All of lore.kernel.org
 help / color / mirror / Atom feed
From: Shaun Tancheff <shaun.tancheff@seagate.com>
To: Damien Le Moal <damien.lemoal@hgst.com>
Cc: Shaun Tancheff <shaun@tancheff.com>,
	linux-block@vger.kernel.org, linux-scsi@vger.kernel.org,
	LKML <linux-kernel@vger.kernel.org>, Jens Axboe <axboe@kernel.dk>,
	Christoph Hellwig <hch@lst.de>,
	"James E . J . Bottomley" <jejb@linux.vnet.ibm.com>,
	"Martin K . Petersen" <martin.petersen@oracle.com>,
	Hannes Reinecke <hare@suse.de>,
	Josh Bingaman <josh.bingaman@seagate.com>,
	Dan Williams <dan.j.williams@intel.com>,
	Sagi Grimberg <sagig@mellanox.com>,
	Mike Christie <mchristi@redhat.com>,
	Toshi Kani <toshi.kani@hpe.com>,
	Ming Lei <ming.lei@canonical.com>
Subject: Re: [PATCH v2 2/4] On Discard either do Reset WP or Write Same
Date: Mon, 22 Aug 2016 19:22:36 -0500	[thread overview]
Message-ID: <CAJVOszBYMyx5ODyCAF6ZczC+aU_zpYS9SSfMcOzp+G38HN7BLg@mail.gmail.com> (raw)
In-Reply-To: <53c2949f-f8b9-463f-2adf-faf4603429bb@hgst.com>

On Mon, Aug 22, 2016 at 6:57 PM, Damien Le Moal <damien.lemoal@hgst.com> wrote:
>
> Shaun,
>
> On 8/22/16 13:31, Shaun Tancheff wrote:
> [...]
>> -int sd_zbc_setup_discard(struct scsi_disk *sdkp, struct request *rq,
>> -                      sector_t sector, unsigned int num_sectors)

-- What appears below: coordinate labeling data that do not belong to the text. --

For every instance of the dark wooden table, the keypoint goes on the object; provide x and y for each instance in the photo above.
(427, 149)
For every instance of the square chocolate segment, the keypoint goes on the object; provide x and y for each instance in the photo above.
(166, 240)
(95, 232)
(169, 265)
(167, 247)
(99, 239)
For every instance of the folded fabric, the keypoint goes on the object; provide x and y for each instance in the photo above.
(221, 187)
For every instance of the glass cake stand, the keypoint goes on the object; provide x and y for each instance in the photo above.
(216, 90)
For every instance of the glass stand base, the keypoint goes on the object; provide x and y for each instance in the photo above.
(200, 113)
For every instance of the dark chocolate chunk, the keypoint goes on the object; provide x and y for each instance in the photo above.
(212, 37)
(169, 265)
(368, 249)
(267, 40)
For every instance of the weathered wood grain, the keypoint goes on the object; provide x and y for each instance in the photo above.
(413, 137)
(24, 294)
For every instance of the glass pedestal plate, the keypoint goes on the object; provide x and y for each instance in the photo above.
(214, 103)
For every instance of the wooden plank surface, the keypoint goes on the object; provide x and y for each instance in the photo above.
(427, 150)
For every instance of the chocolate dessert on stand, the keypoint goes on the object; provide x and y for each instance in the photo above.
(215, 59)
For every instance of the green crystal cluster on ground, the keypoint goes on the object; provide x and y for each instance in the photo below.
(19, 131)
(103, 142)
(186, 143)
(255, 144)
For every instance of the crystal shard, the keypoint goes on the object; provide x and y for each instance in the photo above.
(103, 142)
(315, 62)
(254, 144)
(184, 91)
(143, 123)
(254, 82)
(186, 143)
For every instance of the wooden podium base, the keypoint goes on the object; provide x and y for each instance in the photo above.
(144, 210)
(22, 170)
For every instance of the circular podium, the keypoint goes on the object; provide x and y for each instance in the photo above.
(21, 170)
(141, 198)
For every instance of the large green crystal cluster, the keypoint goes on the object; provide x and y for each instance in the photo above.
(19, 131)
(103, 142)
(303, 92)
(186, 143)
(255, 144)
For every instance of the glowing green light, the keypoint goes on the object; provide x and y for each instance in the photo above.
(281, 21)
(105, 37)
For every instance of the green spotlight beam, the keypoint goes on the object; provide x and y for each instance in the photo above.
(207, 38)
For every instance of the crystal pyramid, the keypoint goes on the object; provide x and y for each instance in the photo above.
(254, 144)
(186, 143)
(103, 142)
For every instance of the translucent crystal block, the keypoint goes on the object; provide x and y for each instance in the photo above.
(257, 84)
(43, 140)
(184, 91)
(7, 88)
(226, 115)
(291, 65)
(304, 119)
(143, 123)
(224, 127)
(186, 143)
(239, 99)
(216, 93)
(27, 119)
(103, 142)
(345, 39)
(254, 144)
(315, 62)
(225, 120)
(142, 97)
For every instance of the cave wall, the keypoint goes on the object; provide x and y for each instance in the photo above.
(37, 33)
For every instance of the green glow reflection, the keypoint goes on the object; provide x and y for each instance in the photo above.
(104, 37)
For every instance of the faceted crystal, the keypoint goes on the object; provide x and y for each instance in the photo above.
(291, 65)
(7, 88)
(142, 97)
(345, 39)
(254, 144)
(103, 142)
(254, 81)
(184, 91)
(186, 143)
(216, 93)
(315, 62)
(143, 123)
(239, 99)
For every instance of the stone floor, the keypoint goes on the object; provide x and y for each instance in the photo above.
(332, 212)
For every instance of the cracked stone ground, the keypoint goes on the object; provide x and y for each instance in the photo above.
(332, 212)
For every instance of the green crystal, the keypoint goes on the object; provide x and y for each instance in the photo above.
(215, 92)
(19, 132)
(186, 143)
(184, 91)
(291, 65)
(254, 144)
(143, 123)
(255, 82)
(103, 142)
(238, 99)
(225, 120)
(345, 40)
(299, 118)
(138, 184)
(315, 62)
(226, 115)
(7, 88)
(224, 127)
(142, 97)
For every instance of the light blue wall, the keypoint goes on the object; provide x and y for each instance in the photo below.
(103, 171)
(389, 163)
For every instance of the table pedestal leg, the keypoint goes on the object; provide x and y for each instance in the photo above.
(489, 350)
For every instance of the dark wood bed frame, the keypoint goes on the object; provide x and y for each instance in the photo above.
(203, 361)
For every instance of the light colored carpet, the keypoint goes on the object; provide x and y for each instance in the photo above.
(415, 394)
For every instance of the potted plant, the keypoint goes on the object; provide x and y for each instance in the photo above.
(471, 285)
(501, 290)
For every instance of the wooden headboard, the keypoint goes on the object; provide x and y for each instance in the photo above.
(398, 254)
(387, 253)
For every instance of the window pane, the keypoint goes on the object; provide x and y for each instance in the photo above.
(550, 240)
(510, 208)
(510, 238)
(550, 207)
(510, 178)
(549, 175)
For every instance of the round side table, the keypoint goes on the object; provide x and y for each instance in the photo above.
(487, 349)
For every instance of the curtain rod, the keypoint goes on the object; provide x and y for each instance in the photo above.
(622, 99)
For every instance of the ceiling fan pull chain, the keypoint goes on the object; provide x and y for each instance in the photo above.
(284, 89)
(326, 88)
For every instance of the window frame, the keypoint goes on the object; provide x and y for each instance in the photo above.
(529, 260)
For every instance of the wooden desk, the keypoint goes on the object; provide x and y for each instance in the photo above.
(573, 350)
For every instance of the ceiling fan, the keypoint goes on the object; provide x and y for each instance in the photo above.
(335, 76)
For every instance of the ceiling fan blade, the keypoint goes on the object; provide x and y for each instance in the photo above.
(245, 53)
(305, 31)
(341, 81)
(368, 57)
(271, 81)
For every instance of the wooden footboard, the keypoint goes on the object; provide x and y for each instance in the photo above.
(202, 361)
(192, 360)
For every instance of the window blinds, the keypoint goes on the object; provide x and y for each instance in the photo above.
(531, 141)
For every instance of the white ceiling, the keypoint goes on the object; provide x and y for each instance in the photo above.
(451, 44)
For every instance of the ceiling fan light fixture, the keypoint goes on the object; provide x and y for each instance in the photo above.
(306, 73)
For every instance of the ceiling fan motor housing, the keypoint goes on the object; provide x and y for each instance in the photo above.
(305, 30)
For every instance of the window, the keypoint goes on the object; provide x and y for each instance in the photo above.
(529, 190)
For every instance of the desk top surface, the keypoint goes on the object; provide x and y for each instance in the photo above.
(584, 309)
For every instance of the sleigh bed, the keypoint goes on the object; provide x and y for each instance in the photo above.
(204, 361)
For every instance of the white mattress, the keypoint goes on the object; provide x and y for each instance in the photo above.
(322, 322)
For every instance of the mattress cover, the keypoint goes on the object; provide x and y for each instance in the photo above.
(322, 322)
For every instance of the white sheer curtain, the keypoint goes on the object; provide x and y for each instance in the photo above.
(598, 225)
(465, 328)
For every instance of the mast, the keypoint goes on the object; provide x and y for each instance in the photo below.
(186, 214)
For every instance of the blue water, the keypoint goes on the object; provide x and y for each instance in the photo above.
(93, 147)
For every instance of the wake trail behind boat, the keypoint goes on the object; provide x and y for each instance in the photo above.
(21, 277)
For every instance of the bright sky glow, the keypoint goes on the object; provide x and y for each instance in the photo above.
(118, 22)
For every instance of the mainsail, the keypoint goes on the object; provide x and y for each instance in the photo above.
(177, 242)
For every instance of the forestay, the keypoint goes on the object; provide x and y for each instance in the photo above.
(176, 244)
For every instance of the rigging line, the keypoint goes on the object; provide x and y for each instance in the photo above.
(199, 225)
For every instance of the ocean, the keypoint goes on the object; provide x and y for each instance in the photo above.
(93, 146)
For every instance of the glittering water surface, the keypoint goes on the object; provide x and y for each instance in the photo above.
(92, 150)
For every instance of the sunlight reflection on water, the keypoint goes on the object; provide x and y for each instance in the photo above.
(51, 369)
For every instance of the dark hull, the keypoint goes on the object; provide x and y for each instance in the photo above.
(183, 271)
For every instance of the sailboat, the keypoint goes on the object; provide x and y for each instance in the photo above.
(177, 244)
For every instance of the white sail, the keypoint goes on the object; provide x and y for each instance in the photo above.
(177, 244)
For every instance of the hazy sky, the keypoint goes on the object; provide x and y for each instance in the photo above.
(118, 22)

>> +int sd_zbc_setup_discard(struct scsi_cmnd *cmd)
>>  {
>> -     struct blk_zone *zone;
>> +     struct request *rq = cmd->request;
>> +     struct scsi_device *sdp = cmd->device;
>> +     struct scsi_disk *sdkp = scsi_disk(rq->rq_disk);
>> +     sector_t sector = blk_rq_pos(rq);
>> +     unsigned int nr_sectors = blk_rq_sectors(rq);
>>       int ret = BLKPREP_OK;
>> +     struct blk_zone *zone;
>>       unsigned long flags;
>> +     u32 wp_offset;
>> +     bool use_write_same = false;
>>
>>       zone = blk_lookup_zone(rq->q, sector);
>> -     if (!zone)
>> +     if (!zone) {
>> +             /* Test for a runt zone before giving up */
>> +             if (sdp->type != TYPE_ZBC) {
>> +                     struct request_queue *q = rq->q;
>> +                     struct rb_node *node;
>> +
>> +                     node = rb_last(&q->zones);
>> +                     if (node)
>> +                             zone = rb_entry(node, struct blk_zone, node);
>> +                     if (zone) {
>> +                             spin_lock_irqsave(&zone->lock, flags);
>> +                             if ((zone->start + zone->len) <= sector)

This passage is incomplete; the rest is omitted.